While much is unknown, a review of administrative data suggest that the uninsured rate may not have changed much during the pandemic to date. There is still much we do not know, and these administrative data do not account for other changes like people aging on to Medicare and population growth. Nonetheless, it appears that the decline in employer-based health insurance coverage may have been offset by gains in Medicaid and largely steady enrollment in the individual market.
There are several possible explanations for the relatively modest decrease in employer-based coverage despite massive job losses.

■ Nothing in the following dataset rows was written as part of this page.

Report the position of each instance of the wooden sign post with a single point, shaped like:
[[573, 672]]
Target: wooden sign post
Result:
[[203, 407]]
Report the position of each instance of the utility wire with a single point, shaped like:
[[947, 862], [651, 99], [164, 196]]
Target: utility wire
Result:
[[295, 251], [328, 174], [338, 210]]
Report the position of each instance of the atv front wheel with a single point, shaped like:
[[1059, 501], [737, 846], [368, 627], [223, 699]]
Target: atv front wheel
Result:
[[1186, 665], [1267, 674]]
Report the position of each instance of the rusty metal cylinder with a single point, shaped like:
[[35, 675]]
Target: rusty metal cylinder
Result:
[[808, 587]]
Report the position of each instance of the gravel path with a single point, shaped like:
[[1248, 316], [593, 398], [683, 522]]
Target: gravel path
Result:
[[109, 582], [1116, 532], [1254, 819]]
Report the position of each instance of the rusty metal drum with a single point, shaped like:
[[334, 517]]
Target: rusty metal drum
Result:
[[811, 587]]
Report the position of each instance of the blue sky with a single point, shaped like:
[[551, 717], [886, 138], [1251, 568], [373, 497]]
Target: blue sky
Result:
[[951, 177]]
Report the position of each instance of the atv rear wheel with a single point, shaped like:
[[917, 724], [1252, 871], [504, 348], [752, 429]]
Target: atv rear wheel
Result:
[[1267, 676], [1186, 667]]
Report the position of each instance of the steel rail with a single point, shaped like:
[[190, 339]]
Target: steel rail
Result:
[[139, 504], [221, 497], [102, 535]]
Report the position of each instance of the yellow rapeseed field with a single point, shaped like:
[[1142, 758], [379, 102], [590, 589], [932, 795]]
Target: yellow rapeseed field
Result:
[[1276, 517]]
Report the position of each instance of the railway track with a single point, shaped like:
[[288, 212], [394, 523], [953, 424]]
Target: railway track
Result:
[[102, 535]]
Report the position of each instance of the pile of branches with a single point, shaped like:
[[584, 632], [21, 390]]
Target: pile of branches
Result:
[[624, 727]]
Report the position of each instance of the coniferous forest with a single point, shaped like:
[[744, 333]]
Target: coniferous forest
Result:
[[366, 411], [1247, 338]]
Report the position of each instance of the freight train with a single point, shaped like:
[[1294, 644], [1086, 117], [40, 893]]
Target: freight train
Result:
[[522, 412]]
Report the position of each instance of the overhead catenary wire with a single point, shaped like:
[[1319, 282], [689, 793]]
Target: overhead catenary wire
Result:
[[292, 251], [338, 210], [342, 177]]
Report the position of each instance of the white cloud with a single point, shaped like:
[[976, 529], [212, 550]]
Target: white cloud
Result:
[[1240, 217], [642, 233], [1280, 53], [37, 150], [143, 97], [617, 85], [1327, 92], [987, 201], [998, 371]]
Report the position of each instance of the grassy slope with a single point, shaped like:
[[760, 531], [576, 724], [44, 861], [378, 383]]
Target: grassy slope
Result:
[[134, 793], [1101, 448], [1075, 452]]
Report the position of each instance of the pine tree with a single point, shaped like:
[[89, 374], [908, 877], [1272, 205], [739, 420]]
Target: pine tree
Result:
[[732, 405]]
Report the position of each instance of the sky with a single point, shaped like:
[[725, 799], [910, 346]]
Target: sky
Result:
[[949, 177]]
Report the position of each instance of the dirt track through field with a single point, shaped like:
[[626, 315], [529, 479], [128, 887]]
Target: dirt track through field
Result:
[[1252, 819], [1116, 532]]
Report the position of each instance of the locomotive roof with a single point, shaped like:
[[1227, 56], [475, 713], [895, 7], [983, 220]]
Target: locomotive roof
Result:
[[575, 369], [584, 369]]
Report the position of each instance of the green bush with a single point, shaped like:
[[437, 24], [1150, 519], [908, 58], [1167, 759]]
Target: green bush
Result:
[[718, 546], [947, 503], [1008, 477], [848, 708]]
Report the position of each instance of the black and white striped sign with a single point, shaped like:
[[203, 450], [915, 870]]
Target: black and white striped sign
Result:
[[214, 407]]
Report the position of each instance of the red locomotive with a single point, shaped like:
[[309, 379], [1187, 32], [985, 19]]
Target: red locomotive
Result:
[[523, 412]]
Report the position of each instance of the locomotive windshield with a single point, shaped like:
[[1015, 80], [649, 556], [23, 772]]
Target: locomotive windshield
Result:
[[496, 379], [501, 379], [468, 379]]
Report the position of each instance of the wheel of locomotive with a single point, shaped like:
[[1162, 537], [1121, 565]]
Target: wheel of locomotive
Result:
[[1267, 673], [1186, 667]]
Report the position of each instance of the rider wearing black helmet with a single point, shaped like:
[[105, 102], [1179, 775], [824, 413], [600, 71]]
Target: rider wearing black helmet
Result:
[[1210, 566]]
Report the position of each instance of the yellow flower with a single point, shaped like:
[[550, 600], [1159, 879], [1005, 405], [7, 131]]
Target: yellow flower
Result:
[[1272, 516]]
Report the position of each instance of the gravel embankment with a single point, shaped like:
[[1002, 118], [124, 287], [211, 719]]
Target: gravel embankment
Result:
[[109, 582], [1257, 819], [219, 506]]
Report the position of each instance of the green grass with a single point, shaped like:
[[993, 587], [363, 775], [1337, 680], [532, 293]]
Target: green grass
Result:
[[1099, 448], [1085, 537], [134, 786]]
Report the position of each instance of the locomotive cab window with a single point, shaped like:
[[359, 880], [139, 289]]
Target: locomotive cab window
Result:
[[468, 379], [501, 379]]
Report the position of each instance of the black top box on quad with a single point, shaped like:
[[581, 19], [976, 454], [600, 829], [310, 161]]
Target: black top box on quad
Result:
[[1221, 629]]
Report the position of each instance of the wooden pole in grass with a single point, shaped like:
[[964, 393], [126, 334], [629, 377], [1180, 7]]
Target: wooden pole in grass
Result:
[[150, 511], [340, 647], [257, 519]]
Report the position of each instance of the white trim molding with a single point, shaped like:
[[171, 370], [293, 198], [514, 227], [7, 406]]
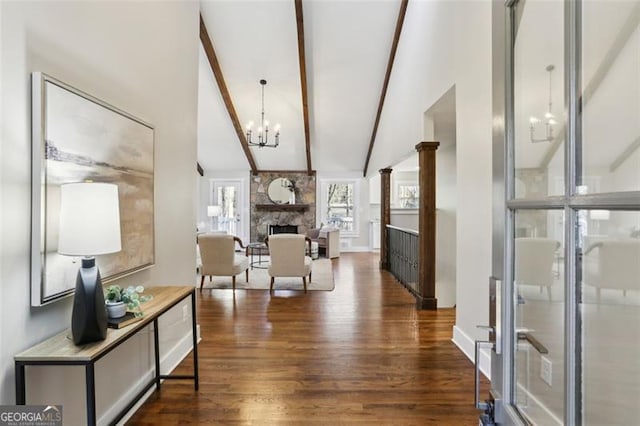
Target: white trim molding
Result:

First, many of the people who have lost employment likely were never enrolled in coverage through their job in the first place; lower wage workers are less likely to be covered by their employer’s plan and, similarly, job losses have been highest and most sustained among industries that tend to have lower coverage offer rates (e.g., retail, service, hospitality). Second, many people who lost their jobs may have been able to retain their health coverage temporarily. A number of employers elected to keep furloughed or laid off workers enrolled in their firm’s plan at least in the short term. In addition, an unknown number of permanently laid off employees may have elected COBRA (which would be classified as group coverage) at their own expense, although this number is likely small due to the high costs of such coverage. Employment rates are starting to recover but a larger share of people filing unemployment claims say their job loss is permanent compared to earlier in the pandemic, suggesting there may be more coverage loss to come.
That the uninsured rate may not have substantially changed this year could be taken as both good news and bad news. A largely flat uninsured rate would be good news because health insurance coverage rates tend to fall whenever there is an economic downturn in the United States. Between many employers maintaining coverage and the Affordable Care Act along with Medicaid serving as a safety net for those who did lose coverage, the uninsured rate in the U.S. does not appear to have risen nearly as much as it could have, given the scale of employment losses.
The bad news is that, if the uninsured rate has indeed held steady, there are still tens of millions of people without health coverage during the worst pandemic to hit the country in one hundred years. Despite some recent legislation and administrative action aimed at protecting the uninsured from some of the costs associated with COVID-19 testing and treatment, those without coverage still face tremendous financial and health risks.
Four out of ten people who were uninsured before the pandemic could be getting health insurance coverage for free, either through Medicaid or a zero-premium bronze plan on the exchange. Open Enrollment for 2021 coverage on the ACA exchange markets is now in its fifth week and early figures show that, while overall enrollment is strong, new enrollment is about the same as past years. The Trump Administration has drastically reduced funds for ACA outreach and marketing activities, as well as for navigators who help people enroll in Marketplace coverage. President-elect Biden has vowed to reinstitute funding for ACA marketing, outreach, and navigator programs. The federal Open Enrollment period will have ended by the time Biden takes office, but he could open a new SEP without limitations on who qualifies to enroll.